Using the "log multiplication rule":

\(\displaystyle ln(4)(x)\) . . . . This is an incorrect form. You could type ln[(4)(x)] instead.

\(\displaystyle ln(4) + ln(x)\)

\(\displaystyle 0 + \frac{1}{x}\)

\(\displaystyle f(x) = ln(4x)\)


\(\displaystyle f(x) = ln[(4)(x)]\)


\(\displaystyle f(x) = ln(4) + ln(x)\)


\(\displaystyle f'(x) = 0 + \dfrac{1}{x}\)


\(\displaystyle \boxed{f'(x) = \dfrac{1}{x}}\)

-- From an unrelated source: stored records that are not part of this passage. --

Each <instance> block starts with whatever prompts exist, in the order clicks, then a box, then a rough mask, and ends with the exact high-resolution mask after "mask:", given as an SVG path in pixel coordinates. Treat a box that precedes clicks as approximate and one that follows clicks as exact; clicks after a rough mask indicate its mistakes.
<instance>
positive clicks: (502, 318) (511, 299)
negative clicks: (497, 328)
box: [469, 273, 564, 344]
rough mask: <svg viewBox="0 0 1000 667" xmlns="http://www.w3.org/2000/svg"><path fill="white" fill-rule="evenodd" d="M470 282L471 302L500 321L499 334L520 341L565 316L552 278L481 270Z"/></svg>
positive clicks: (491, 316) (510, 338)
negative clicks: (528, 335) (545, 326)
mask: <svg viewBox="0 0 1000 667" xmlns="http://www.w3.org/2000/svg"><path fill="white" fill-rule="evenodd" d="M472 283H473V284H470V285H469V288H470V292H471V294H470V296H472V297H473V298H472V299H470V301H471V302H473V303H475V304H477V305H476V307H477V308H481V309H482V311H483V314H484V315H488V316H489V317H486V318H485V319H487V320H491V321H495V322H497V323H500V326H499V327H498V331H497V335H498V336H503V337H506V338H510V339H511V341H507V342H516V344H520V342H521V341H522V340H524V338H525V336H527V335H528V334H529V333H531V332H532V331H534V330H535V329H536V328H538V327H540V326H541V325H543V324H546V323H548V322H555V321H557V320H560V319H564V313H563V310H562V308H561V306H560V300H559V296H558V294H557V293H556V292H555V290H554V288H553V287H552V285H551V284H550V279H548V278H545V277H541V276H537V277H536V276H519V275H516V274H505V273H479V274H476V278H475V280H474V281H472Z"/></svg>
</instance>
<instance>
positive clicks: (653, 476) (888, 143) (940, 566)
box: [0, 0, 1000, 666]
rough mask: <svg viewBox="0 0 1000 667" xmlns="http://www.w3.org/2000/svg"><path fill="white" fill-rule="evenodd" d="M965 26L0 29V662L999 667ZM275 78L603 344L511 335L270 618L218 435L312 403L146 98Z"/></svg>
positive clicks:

------------------------------------------------------------

Using the "log chain rule":

\(\displaystyle ln(4x)\) f(x) = ln(4x)

d(ln(u)) = (1/u)du

\(\displaystyle u = 4x\)

\(\displaystyle u' = 4\)

\(\displaystyle f'(x) = \frac{1}{4x}(4)\)

\(\displaystyle f'(x) = \frac{1}{x}\)

-----------------------------------------------------------------


\(\displaystyle y = ln(4x)\)


\(\displaystyle e^y = e^{ln(4x)}\)


\(\displaystyle e^y = 4x\)


\(\displaystyle e^y\bigg(\dfrac{dy}{dx}\bigg) = 4\)


\(\displaystyle \dfrac{dy}{dx} = \dfrac{4}{e^y}\)


\(\displaystyle \dfrac{dy}{dx} = \dfrac{4}{4x}\)


\(\displaystyle \dfrac{dy}{dx} = \dfrac{1}{x}\)

 

[HallsofIvy]

Using the "log chain rule":

\(\displaystyle ln(4x)\)

\(\displaystyle u = 4x\)

\(\displaystyle u' = 4\)

\(\displaystyle f'(x) = \frac{1}{4x}(4)\)

\(\displaystyle f'(x) = \frac{1}{x}\)

Using the "log multiplication rule":

\(\displaystyle ln(4)(x)\)

\(\displaystyle ln(4) + ln(x)\)

\(\displaystyle 0 + \frac{1}{x}\)

Considering

\(\displaystyle 2lnx\)

The video I watched used the "log chain rule", but could you also use the "log multiplication rule"?

If you were "considering" \(\displaystyle ln(x^2)\) then, yes, it can be done in either of two ways:
Let \(\displaystyle u= x^2\) so that \(\displaystyle \frac{du}{dx}= 2x\) and \(\displaystyle \frac{ln(u)}{du}= \frac{1}{u}\) so that \(\displaystyle \frac{d ln(x^2)}{dx}= \frac{ln(u)}{du}\frac{du}{dx}= \frac{1}{x^2}(2x)= \frac{2}{x}\)

or, more easily, \(\displaystyle ln(x^2)= 2ln(x)\) and \(\displaystyle \frac{dln(x^2)}{dx}= 2\frac{dln(x)}{dx}= \frac{2}{x}\).